Education at Work helps students build resumes and decrease debt

Education at Work (EAW), a nonprofit that provides contact center and staffing services to organizations, is helping students graduate with almost no debt while also developing the skills needed to secure a jobs postgrad. 

“Students are really at the heart and soul of our nonprofit mission. One of our main goals is to be the best employment opportunity for college students,” Scott Blevins, EAW senior vice president of university partnerships and student success, said. 

EAW partners with top tier companies who are also dedicated to eliminating student debt and providing students with flexible work schedules. 

EAW launched its collaboration with Arizona State University in 2016 and since then it has resulted in more than $9 million in wages and tuition assistance for students.  Most recently EAW added a Microsoft partnership to their ASU campus center. 

“They definitely see the value of the mission and want to support a mission like ours. A mission that builds skills and helps reduce student debt,” said EAW Chief Development Officer Tanya Gantzer.

According to EAW, the Microsoft program has the ability to employ 200 ASU students and will create an estimated financial impact of $2.5 million annually in wages and assistance. 

In addition to tuition assistance, students will be making $11 an hour to help Microsoft customers troubleshoot technical support issues and other problems. 

“I think this is such a great opportunity for students to learn about Microsoft, Microsoft products and Microsoft as an organization. This is their opportunity to really showcase their skill set for a number one employer globally,” Blevins said. 

“They see value in this eager, talented group of students. There is value in how the student actually provides excellent customer service to their customers but also they get value from the students giving them feedback about what works and doesn’t work in terms of technology and scripting and ideas that they have,” Gantzer added.

According to Blevins, what makes EAW unique is its flexible scheduling for students as students will only work on average between 18 to 20 hours per week. 

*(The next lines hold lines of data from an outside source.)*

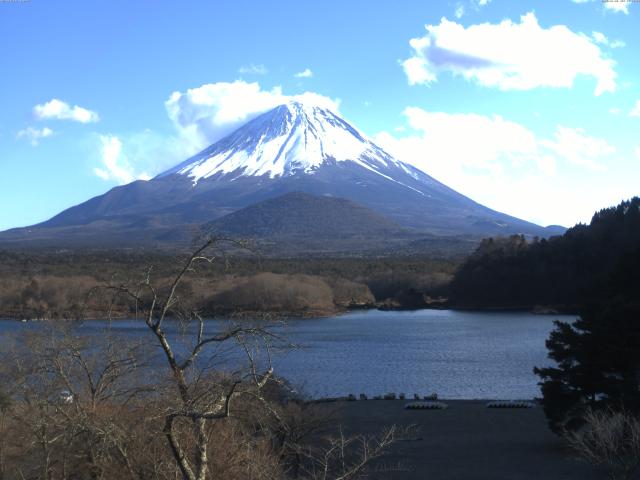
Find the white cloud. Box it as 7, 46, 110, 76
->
93, 135, 150, 184
540, 126, 615, 171
573, 0, 632, 14
165, 80, 339, 152
635, 146, 640, 159
402, 50, 437, 85
609, 107, 622, 115
402, 12, 617, 96
604, 1, 629, 14
96, 81, 340, 182
294, 68, 314, 78
238, 63, 268, 75
33, 98, 99, 123
375, 108, 546, 186
592, 31, 626, 48
16, 126, 53, 146
630, 100, 640, 117
458, 0, 490, 17
592, 31, 607, 44
374, 107, 618, 226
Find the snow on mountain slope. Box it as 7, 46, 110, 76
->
0, 99, 564, 250
159, 101, 421, 186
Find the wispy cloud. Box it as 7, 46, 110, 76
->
572, 0, 632, 14
294, 68, 313, 78
629, 100, 640, 117
33, 98, 99, 123
93, 135, 150, 184
376, 107, 616, 174
375, 108, 618, 226
604, 1, 630, 14
375, 108, 546, 180
540, 126, 614, 171
458, 0, 491, 18
376, 109, 613, 183
238, 63, 268, 75
17, 126, 53, 146
592, 31, 626, 48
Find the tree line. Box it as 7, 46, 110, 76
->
449, 197, 640, 311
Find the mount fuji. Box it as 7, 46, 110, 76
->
0, 101, 563, 252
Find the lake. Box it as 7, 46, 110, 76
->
0, 309, 575, 400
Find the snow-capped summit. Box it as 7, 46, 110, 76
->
159, 101, 417, 183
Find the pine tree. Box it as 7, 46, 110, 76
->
535, 301, 640, 433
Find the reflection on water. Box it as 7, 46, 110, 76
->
0, 309, 575, 399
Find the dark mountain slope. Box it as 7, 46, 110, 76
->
205, 191, 404, 238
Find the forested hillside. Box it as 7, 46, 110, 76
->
449, 197, 640, 310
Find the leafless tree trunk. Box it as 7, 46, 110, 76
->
99, 238, 277, 480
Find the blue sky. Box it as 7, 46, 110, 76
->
1, 0, 638, 230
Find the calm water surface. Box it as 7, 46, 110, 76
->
0, 309, 576, 399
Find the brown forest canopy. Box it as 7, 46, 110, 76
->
0, 253, 457, 320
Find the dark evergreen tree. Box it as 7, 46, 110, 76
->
440, 197, 640, 433
535, 301, 640, 433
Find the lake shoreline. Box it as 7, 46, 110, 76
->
0, 302, 578, 323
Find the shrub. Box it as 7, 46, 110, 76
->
566, 408, 640, 480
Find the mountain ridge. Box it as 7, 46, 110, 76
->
0, 101, 565, 251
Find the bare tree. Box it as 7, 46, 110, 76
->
1, 328, 155, 480
99, 238, 279, 480
566, 408, 640, 480
0, 386, 11, 480
298, 425, 411, 480
0, 238, 405, 480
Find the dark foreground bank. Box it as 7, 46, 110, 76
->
320, 400, 601, 480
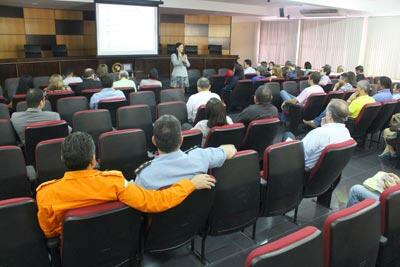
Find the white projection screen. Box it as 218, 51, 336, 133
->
96, 2, 158, 56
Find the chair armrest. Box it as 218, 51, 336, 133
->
47, 237, 61, 267
47, 237, 60, 249
26, 165, 37, 182
380, 235, 388, 248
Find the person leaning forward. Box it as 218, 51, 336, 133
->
36, 131, 216, 238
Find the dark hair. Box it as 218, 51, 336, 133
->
26, 88, 44, 108
304, 61, 312, 69
355, 65, 364, 73
244, 59, 252, 67
310, 72, 321, 85
175, 42, 183, 53
83, 68, 95, 78
17, 75, 34, 94
379, 76, 392, 90
64, 68, 74, 77
269, 61, 274, 66
339, 72, 350, 83
255, 85, 272, 104
206, 98, 228, 128
322, 64, 331, 75
346, 71, 357, 88
149, 68, 159, 79
234, 65, 245, 80
259, 69, 268, 76
62, 132, 95, 171
153, 115, 182, 153
100, 74, 114, 88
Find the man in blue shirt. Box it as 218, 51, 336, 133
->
90, 73, 126, 109
135, 115, 237, 190
373, 76, 393, 102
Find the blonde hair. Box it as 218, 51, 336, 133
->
272, 65, 283, 78
337, 65, 345, 73
96, 64, 109, 78
47, 74, 65, 91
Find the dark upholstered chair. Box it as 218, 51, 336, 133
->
98, 129, 148, 180
246, 226, 323, 267
98, 98, 128, 127
25, 120, 69, 165
57, 96, 88, 126
129, 91, 157, 121
0, 146, 31, 200
157, 101, 188, 124
343, 89, 356, 100
160, 88, 185, 103
181, 129, 203, 151
0, 197, 51, 267
202, 68, 216, 78
210, 75, 225, 95
0, 119, 18, 146
61, 202, 141, 267
264, 82, 281, 109
0, 103, 10, 119
204, 123, 245, 149
299, 80, 309, 92
230, 80, 254, 111
367, 100, 397, 147
323, 199, 380, 267
140, 85, 162, 104
346, 103, 381, 144
46, 90, 75, 111
322, 91, 344, 110
282, 81, 299, 96
260, 141, 305, 222
12, 94, 26, 111
80, 88, 102, 100
16, 100, 52, 112
113, 87, 135, 99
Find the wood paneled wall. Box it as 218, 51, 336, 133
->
0, 5, 232, 59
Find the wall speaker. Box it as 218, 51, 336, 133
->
279, 8, 285, 18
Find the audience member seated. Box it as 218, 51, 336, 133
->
306, 80, 375, 128
221, 64, 244, 101
139, 68, 162, 88
11, 88, 63, 143
280, 72, 324, 107
192, 98, 233, 141
304, 61, 312, 76
135, 115, 236, 189
235, 85, 278, 125
46, 74, 71, 91
251, 68, 270, 85
270, 65, 283, 79
113, 70, 137, 91
96, 63, 109, 78
333, 72, 353, 91
36, 131, 216, 238
186, 77, 220, 122
373, 76, 393, 102
90, 74, 126, 109
347, 71, 357, 88
74, 68, 102, 95
295, 66, 304, 78
283, 61, 297, 80
285, 99, 351, 170
243, 59, 256, 75
336, 65, 345, 74
256, 61, 269, 74
347, 172, 400, 207
15, 74, 33, 95
393, 83, 400, 100
268, 61, 274, 72
355, 65, 366, 82
379, 113, 400, 159
319, 64, 332, 86
63, 68, 82, 86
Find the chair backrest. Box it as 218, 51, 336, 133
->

On average we want students to work that nice, sweet spot of about 18 hours per week,” he said. “We never want to have students sacrifice their academic workload for EAW. We’re very cognizant of those student schedules from the very beginning.” 

Gantzer added that the first thing they do after hiring a student is look at their class schedule.

“[We] look at what hours we have available from a client standpoint… and then balance that schedule for a student around times when they’re not in school. That’s really critical, we start where they are with their school schedule and then build a work schedule around it,” Gantzer said.

On top of making a wage, students can earn up to $5,250 per year in tax-free tuition assistance based on their academic and professional performance. 

Forbes Magazine reports that student loan debt in the United States totals $1.56 trillion and the average student owes $28,650. In Arizona the average is $23,967.  Working at EAW creates the potential for ASU students to graduate with half or less debt than the state average.

“At the end of the day, we want our students to experience personal growth, financial freedom and career success. That’s what we hope students get out of EAW,” Gantzer said.